A Phase III trial will evaluate the safety and ability of AnXa in reversing the effect of Xa inhibitors in patients with an acute major bleeding episode (NCT02329327). Like RE-VERSE AD testing idarucizumab, this will be an uncontrolled, open-label study. The primary endpoint will be the proportion of patients with excellent or good haemostasis.

Ciraparantag (PER977), a Small-Molecule Antagonist

Ciraparantag (PER977) is a synthetic, peptide-like, small molecule designed for the reversal of oral direct FXa and FIIa inhibitors, low-molecular-weight heparins, unfractionated heparin, and fondaparinux but not VKA. Given the molecular structure of PER977, immunogenic reactions are unlikely.

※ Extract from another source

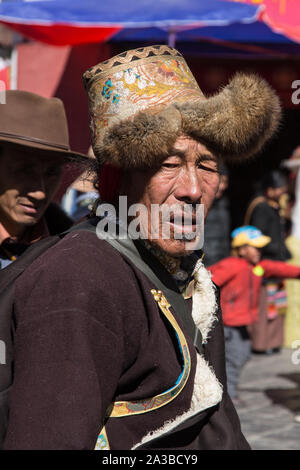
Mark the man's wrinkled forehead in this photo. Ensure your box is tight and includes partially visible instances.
[170,139,220,164]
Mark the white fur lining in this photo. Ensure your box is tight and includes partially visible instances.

In ex vivo studies, PER977 completely reversed the anticoagulant activity of rivaroxaban and apixaban measured with anti-FXa activity in human plasma.[53] No pro-coagulant effects were observed. In animals treated with high doses of edoxaban, PER977 reduced blood loss in bleeding models (rat tail transection).[54] Similar results were observed with rivaroxaban, apixaban, and dabigatran.[55,56] In parallel, PER97 restored global coagulation tests to baseline levels within 20 min. Additionally, no pro-coagulant effects were observed.[55] In a liver laceration model, the highest investigated dose of PER977 and AnXa showed a similar reduction of blood loss in rabbits pretreated with rivaroxaban.[57] However, PER977 did not affect anti-FXa activity in this model.

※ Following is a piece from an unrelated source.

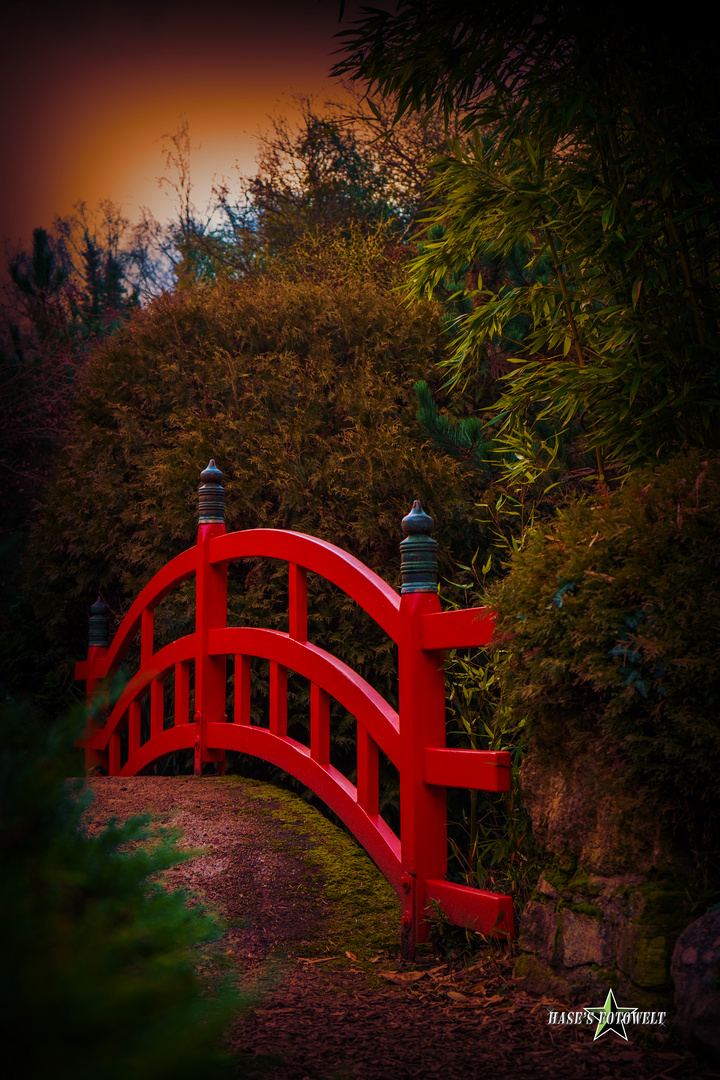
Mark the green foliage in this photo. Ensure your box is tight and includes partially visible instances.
[336,0,720,476]
[487,451,720,872]
[0,704,246,1080]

A Phase I trial (NCT01826266) evaluated the safety, tolerability, and plasma and urinary pharmacokinetics of a wide range of single i.v. doses of PER977 (5–300 mg) administered either alone or following a single dose of edoxaban.[58] PER977 >100 mg reversed edoxaban 60 mg within 10 min and restored clot formation without rebound signals for 24 h.[59] No pro-coagulant effects were observed. In this first trial, PER977 was safe and well tolerated.

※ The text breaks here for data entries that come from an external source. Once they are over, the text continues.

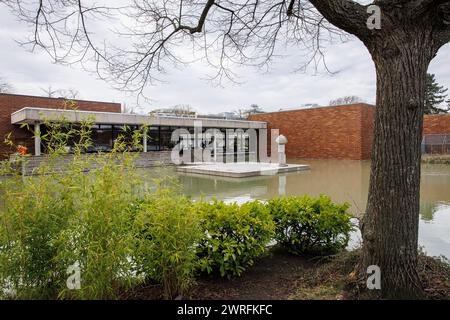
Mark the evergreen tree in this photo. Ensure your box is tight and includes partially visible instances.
[425,74,450,114]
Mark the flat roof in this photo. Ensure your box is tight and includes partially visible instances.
[260,102,375,116]
[0,93,120,105]
[11,107,267,129]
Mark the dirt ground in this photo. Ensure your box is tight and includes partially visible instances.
[119,248,450,300]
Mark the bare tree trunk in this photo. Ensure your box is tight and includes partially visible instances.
[362,36,433,299]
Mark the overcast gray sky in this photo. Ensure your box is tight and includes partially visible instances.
[0,6,450,113]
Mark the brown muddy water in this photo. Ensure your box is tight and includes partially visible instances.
[178,159,450,258]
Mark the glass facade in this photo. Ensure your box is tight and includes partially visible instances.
[41,124,256,159]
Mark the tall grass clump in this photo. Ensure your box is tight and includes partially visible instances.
[0,109,146,299]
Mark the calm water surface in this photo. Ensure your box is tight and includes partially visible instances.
[175,159,450,258]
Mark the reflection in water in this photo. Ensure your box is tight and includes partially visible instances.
[175,159,450,257]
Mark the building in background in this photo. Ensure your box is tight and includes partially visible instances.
[0,94,267,158]
[249,103,450,160]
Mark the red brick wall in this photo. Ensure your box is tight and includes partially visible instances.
[249,104,374,160]
[0,94,121,158]
[249,104,450,160]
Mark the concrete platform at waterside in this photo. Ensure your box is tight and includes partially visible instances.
[177,162,310,178]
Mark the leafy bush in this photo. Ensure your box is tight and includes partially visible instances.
[196,200,274,277]
[267,195,353,254]
[134,186,201,298]
[0,114,143,299]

An ongoing clinical trial (NCT02207257) evaluates the safety, tolerability, and effect on whole blood clotting time of escalating intravenous doses of PER977 (25, 50, 100, 300, and 600 mg) administered after 60 mg edoxaban as a 'rescue' medication in healthy volunteers and repeated for a second day to investigate any effects of PER977 on the re-anticoagulation with edoxaban and second reversal with PER977 (NCT02207257). Phase III clinical trial results need to be awaited to assess the full clinical therapeutic potential of this promising new NOAC antidote.

Areas of Future Research

While traditional controlled Phase III trials may not be feasible in this area of research in future, an accumulating body of evidence from observational real-world studies will be even more important.[60] Areas of uncertainty to be addressed in future studies include (i) the risk of thromboembolic events in patients with immediate reversal of anticoagulation (with reversal agents without a pro-thrombotic effect per se); (ii) the net clinical benefit of specific antidotes, particularly in patients with severe but not life-threatening bleeding or urgent surgery; (iii) the effect of specific reversal agents on clinical events with specific focus on ICH; and (iv) the effect of specific reversal agents in patients with spontaneous and provoked bleeding.